" If I’m a bank, and I’m making risky loans, I have an incentive, if I can, to make those loans using other people’s money: in other words, to make highly leveraged loans. "
- Eric Maskin

In simple terms, this quote highlights a situation where a bank has an interest in making risky loans but prefers to do so with funds from other sources rather than its own capital. Essentially, it means that banks have more incentive to take on risk when they can use borrowed money instead of their own resources.

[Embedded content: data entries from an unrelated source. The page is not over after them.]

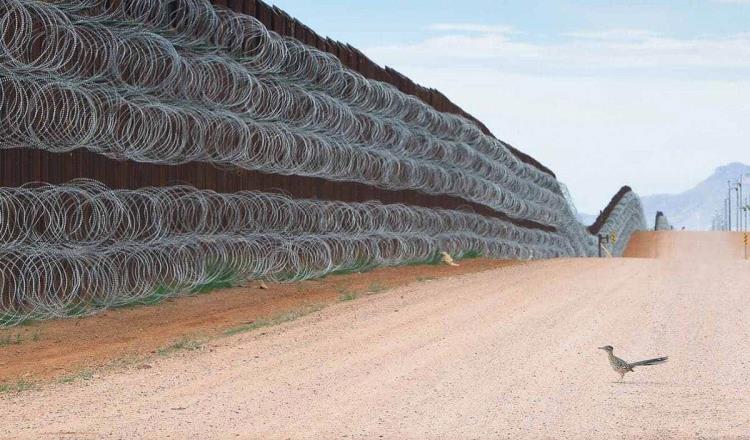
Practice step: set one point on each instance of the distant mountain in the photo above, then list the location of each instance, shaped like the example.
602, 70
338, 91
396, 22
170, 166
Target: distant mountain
694, 208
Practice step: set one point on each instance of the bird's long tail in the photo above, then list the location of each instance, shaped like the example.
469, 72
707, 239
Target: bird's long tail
654, 361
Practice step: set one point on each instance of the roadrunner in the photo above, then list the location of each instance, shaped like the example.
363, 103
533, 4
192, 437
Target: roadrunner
621, 367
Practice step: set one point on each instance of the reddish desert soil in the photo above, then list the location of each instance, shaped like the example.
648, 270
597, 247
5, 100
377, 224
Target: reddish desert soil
504, 353
54, 349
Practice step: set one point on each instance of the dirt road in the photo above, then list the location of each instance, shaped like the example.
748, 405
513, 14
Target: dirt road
507, 353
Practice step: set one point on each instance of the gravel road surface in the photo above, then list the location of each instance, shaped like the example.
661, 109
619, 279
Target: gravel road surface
507, 353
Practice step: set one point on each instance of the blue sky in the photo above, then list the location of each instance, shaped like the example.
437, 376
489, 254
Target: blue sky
654, 94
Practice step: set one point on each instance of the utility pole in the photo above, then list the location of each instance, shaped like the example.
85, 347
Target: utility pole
738, 193
729, 205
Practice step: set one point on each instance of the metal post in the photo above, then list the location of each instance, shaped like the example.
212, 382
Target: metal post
738, 193
602, 239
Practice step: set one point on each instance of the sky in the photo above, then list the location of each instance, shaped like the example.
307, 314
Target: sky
652, 94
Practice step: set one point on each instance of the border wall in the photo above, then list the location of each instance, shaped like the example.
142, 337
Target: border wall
154, 149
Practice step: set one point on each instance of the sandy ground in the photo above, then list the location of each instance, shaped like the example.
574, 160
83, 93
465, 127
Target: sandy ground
54, 350
506, 353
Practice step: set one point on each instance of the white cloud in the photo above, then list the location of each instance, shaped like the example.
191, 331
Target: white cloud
472, 27
600, 109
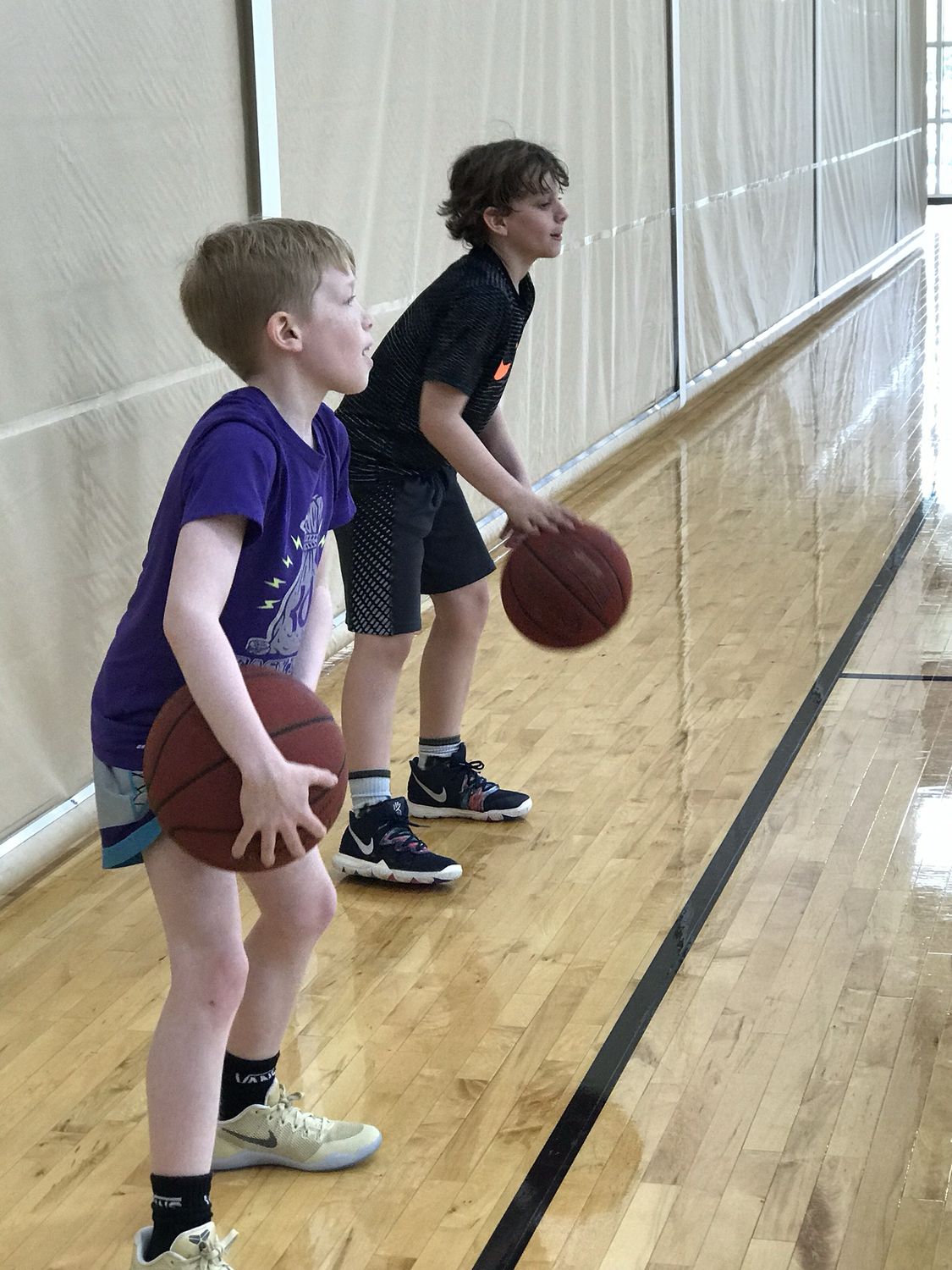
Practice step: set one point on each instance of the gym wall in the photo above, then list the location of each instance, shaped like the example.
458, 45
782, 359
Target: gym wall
124, 137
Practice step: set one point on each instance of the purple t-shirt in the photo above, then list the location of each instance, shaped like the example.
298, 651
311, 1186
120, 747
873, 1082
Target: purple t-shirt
241, 459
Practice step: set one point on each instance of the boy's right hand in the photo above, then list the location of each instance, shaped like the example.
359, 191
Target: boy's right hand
528, 513
277, 803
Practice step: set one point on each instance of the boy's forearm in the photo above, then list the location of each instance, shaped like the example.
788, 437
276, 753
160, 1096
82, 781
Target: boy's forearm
475, 461
213, 677
495, 437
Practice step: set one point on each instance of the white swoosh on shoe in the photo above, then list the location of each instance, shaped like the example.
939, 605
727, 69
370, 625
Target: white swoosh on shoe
367, 848
437, 798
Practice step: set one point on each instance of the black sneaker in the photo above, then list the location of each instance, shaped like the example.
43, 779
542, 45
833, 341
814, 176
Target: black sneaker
454, 787
380, 843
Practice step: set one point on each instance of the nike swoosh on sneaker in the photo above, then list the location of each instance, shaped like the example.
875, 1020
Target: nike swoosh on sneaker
437, 798
367, 848
271, 1140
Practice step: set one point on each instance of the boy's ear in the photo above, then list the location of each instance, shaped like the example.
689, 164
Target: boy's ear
282, 332
494, 220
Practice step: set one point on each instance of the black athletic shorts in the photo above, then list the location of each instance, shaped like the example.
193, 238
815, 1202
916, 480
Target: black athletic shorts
410, 536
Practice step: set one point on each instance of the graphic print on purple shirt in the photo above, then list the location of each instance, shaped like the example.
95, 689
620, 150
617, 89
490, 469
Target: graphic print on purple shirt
241, 459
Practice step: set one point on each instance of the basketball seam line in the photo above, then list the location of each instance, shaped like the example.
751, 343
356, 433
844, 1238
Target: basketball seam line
581, 601
226, 759
251, 672
513, 601
201, 828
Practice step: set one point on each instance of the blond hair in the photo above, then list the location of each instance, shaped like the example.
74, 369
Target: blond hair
494, 175
243, 273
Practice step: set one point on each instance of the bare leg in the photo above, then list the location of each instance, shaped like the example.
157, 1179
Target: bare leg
370, 696
446, 667
296, 903
200, 914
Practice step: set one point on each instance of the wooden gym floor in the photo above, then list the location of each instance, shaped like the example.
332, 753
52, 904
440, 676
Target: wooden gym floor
789, 1102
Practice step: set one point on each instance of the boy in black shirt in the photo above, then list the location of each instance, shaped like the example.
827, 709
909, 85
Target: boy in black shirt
431, 411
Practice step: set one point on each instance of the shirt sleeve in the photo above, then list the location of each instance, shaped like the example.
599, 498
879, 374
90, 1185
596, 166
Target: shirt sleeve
466, 340
230, 472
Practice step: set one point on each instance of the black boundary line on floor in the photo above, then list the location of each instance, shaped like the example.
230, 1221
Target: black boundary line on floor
527, 1208
868, 675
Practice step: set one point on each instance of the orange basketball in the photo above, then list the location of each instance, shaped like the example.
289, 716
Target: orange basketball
195, 787
566, 588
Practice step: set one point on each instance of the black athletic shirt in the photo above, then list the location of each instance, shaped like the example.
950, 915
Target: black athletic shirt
462, 330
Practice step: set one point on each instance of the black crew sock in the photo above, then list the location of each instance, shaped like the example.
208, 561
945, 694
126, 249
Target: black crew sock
178, 1204
244, 1081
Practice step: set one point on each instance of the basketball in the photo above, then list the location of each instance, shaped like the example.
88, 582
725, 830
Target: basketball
566, 589
193, 787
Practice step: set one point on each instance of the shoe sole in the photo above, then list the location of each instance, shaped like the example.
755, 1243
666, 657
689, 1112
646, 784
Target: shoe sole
421, 812
378, 871
327, 1163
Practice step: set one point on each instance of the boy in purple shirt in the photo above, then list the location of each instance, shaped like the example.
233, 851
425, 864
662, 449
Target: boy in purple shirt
234, 573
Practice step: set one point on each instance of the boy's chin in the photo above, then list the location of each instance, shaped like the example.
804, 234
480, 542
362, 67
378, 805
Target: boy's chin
355, 383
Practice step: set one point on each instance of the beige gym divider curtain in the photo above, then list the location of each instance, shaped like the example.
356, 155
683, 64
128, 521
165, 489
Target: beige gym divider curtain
366, 140
124, 140
748, 149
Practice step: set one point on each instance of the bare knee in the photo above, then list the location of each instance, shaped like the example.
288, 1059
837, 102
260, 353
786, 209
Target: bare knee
464, 610
383, 650
302, 914
212, 977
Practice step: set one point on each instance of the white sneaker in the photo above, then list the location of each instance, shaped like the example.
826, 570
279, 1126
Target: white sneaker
278, 1133
198, 1249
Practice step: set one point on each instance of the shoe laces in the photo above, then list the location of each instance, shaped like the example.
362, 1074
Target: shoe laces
284, 1113
472, 780
210, 1251
404, 838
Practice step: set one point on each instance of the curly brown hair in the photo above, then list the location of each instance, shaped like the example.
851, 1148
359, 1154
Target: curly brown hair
494, 175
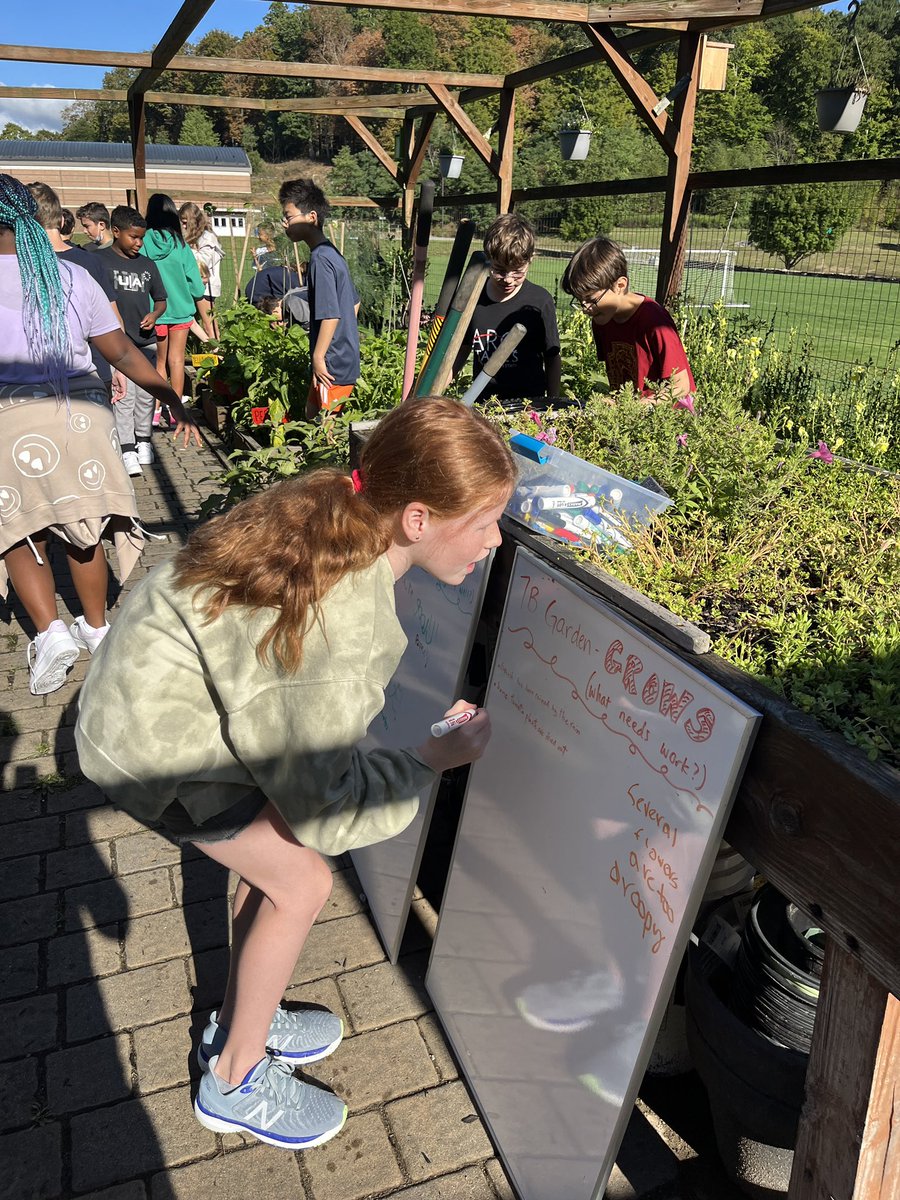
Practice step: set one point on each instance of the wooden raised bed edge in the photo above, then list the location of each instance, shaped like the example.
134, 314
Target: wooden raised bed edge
811, 813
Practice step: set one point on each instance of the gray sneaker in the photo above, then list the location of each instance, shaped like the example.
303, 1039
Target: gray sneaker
297, 1035
270, 1104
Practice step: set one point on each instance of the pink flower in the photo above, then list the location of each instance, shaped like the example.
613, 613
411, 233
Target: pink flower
823, 453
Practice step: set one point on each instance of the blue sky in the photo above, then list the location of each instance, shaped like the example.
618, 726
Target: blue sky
61, 24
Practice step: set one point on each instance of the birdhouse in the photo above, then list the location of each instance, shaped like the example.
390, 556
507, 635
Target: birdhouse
714, 65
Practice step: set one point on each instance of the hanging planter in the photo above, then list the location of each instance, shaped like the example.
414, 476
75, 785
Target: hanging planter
575, 144
450, 163
575, 135
839, 108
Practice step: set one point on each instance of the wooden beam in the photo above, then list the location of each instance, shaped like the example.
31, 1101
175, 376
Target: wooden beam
270, 67
879, 1176
660, 12
507, 149
514, 10
72, 94
849, 1021
369, 138
678, 192
466, 126
137, 124
73, 58
634, 84
616, 12
183, 24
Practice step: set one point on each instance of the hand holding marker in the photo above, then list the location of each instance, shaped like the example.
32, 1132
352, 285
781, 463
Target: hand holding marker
451, 723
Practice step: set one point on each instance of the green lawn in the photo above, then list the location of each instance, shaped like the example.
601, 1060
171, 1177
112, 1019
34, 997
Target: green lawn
850, 319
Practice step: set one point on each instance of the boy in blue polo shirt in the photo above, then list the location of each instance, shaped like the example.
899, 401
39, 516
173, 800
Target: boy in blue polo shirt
334, 300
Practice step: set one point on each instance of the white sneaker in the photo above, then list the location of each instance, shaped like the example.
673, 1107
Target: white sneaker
87, 636
49, 657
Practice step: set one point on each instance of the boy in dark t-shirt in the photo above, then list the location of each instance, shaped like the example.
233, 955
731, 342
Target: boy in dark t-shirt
635, 336
508, 298
333, 299
141, 297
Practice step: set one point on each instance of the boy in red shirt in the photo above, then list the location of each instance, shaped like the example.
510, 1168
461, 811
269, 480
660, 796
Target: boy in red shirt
634, 335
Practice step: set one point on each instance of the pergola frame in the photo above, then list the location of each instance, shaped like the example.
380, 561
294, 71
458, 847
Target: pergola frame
838, 1117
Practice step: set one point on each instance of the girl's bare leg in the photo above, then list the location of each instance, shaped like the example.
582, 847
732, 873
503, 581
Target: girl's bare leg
178, 341
283, 887
90, 576
33, 581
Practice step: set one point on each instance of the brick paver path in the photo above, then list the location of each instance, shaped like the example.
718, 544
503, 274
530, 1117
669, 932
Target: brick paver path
114, 951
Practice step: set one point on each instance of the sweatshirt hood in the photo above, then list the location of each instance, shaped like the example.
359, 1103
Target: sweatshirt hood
159, 244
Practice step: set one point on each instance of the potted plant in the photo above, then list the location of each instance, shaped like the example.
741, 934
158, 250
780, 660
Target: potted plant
575, 130
839, 108
450, 161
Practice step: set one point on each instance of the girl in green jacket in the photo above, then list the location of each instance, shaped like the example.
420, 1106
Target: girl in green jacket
165, 243
258, 659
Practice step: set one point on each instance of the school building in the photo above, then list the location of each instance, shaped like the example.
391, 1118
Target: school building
102, 171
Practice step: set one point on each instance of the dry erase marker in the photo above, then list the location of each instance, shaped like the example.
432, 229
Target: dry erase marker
451, 723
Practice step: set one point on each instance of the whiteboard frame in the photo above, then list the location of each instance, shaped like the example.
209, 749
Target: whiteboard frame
525, 558
365, 861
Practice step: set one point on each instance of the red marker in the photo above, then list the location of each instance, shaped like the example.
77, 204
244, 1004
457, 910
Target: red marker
451, 723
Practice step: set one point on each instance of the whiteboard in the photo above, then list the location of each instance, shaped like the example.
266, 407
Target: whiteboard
439, 623
588, 832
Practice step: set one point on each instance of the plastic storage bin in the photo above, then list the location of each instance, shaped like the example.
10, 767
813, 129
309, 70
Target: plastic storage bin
575, 502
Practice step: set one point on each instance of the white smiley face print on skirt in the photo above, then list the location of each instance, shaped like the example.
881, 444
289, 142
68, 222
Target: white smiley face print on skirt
10, 502
35, 456
91, 475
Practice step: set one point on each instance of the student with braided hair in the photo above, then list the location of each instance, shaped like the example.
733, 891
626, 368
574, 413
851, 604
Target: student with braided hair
60, 467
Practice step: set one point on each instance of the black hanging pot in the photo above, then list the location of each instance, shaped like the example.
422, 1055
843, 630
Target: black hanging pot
840, 109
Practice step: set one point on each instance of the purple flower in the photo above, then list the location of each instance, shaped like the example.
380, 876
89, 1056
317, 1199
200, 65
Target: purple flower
822, 453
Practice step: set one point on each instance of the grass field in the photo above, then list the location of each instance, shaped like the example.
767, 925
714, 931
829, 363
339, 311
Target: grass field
850, 321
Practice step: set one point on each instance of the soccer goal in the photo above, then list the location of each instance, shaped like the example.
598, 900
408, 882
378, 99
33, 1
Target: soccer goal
708, 274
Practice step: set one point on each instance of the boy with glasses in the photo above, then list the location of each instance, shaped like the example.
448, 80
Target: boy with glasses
635, 336
534, 369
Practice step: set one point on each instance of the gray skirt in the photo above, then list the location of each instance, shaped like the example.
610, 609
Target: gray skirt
61, 469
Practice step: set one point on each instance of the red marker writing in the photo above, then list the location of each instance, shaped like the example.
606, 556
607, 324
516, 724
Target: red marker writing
451, 723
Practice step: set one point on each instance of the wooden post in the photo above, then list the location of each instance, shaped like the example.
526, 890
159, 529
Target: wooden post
507, 149
678, 195
417, 159
845, 1042
138, 147
879, 1175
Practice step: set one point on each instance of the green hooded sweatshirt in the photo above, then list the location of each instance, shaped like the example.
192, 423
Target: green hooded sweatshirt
180, 275
180, 708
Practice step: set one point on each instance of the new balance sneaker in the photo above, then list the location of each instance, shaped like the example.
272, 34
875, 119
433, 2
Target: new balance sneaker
297, 1035
87, 636
270, 1104
569, 1006
49, 657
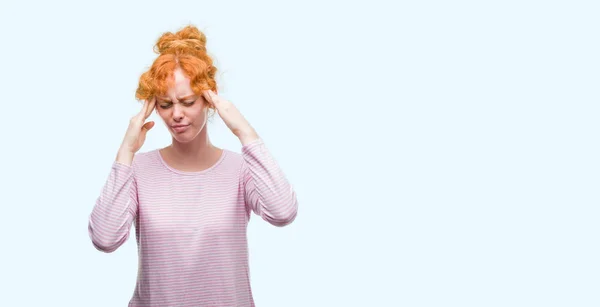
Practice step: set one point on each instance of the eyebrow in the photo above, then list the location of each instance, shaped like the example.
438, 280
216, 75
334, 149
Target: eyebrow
178, 98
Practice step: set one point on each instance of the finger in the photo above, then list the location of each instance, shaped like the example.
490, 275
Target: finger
143, 110
147, 126
150, 108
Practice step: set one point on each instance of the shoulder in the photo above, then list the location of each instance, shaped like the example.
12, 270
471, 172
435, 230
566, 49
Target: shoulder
232, 160
145, 160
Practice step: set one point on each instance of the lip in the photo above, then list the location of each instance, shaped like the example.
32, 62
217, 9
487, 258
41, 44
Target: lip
179, 128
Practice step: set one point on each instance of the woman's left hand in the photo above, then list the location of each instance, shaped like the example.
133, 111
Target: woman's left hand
232, 117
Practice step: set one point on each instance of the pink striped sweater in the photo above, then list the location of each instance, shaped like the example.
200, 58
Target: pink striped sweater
191, 226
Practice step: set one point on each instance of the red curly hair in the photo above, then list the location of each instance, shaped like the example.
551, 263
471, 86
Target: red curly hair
185, 49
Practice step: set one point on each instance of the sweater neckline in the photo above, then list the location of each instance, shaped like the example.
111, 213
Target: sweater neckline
181, 172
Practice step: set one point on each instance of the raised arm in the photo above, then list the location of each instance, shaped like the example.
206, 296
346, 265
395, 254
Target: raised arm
267, 191
115, 209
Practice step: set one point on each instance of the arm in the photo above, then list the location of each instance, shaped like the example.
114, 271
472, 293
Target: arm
115, 209
267, 191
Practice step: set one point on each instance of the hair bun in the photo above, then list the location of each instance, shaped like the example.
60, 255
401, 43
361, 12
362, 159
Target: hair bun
187, 40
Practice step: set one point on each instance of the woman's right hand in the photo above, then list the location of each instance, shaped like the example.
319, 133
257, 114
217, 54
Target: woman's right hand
136, 133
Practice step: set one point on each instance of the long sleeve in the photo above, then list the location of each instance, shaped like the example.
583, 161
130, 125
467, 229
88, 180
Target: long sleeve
267, 191
115, 209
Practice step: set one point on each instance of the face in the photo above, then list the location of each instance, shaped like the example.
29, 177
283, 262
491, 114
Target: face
184, 112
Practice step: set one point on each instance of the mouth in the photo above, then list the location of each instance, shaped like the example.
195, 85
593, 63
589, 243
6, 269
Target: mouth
179, 128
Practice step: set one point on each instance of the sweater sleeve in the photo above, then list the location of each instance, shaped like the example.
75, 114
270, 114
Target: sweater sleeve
267, 191
115, 209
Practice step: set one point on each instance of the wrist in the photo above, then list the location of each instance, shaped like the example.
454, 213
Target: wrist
124, 156
247, 136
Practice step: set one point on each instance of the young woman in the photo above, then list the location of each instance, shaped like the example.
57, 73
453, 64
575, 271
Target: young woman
191, 201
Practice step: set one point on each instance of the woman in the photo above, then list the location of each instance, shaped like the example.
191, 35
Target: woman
190, 201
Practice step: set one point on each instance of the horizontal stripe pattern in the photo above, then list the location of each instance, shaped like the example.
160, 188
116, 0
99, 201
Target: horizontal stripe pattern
191, 227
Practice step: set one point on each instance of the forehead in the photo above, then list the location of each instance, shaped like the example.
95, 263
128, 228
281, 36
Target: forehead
180, 86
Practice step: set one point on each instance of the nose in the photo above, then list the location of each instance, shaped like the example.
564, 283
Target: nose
177, 112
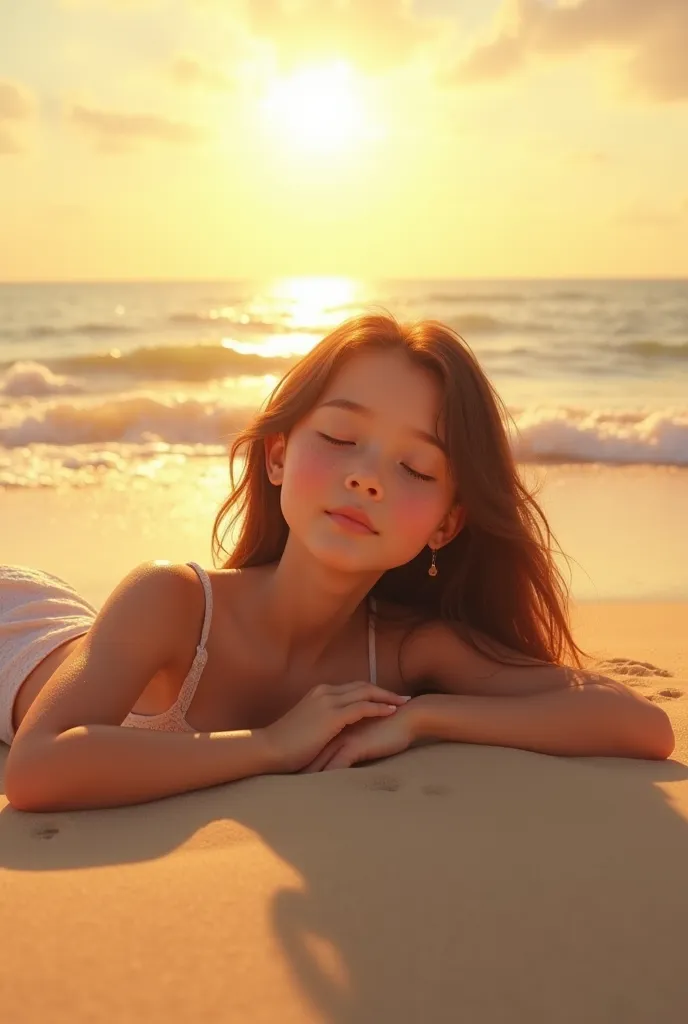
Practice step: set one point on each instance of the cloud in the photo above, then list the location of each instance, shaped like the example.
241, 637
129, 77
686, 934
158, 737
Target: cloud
16, 104
375, 35
189, 71
653, 34
114, 132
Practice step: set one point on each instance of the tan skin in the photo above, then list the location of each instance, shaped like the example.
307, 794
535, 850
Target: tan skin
258, 696
280, 630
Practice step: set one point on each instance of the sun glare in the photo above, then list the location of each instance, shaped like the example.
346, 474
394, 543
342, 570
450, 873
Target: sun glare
318, 109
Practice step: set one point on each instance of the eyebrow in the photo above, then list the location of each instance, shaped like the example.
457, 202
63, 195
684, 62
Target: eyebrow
355, 407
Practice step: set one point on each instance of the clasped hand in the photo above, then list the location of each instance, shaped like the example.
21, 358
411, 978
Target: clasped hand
367, 740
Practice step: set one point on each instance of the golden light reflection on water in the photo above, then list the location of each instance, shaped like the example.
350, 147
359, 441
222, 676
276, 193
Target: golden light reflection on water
307, 307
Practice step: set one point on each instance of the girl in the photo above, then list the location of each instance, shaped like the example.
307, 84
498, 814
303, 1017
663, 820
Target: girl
384, 537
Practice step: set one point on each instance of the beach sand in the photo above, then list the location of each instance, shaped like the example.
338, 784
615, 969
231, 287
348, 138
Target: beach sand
449, 883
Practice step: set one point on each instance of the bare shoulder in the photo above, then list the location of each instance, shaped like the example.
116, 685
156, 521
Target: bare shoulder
441, 656
141, 628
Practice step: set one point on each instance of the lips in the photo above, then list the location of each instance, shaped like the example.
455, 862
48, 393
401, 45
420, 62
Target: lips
353, 515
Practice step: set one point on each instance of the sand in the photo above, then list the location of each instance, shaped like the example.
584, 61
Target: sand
450, 883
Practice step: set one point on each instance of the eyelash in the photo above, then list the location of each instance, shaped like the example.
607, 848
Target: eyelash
412, 472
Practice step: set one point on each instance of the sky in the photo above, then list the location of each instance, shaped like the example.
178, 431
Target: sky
207, 139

The deeper meaning of the statement touches upon the inherent conflicts within financial institutions and the broader implications for economic stability. When banks make risky loans using borrowed funds—a practice known as leveraging—they are amplifying both potential gains and losses. This approach increases the bank’s exposure to risk but also boosts its profit margins if the investments pay off. Such practices can create systemic risks, especially when multiple institutions engage in highly leveraged lending. The quote suggests that without proper regulation or oversight, banks might be inclined to take on excessive risks at the expense of long-term stability and customer trust.

Eric Maskin is a renowned American economist known for his significant contributions to game theory, which earned him part of the Nobel Memorial Prize in Economic Sciences in 2007. His expertise spans various areas of economics, including welfare economics and social choice theory, and he is celebrated for his insightful analyses that often highlight the complexities within financial systems and markets.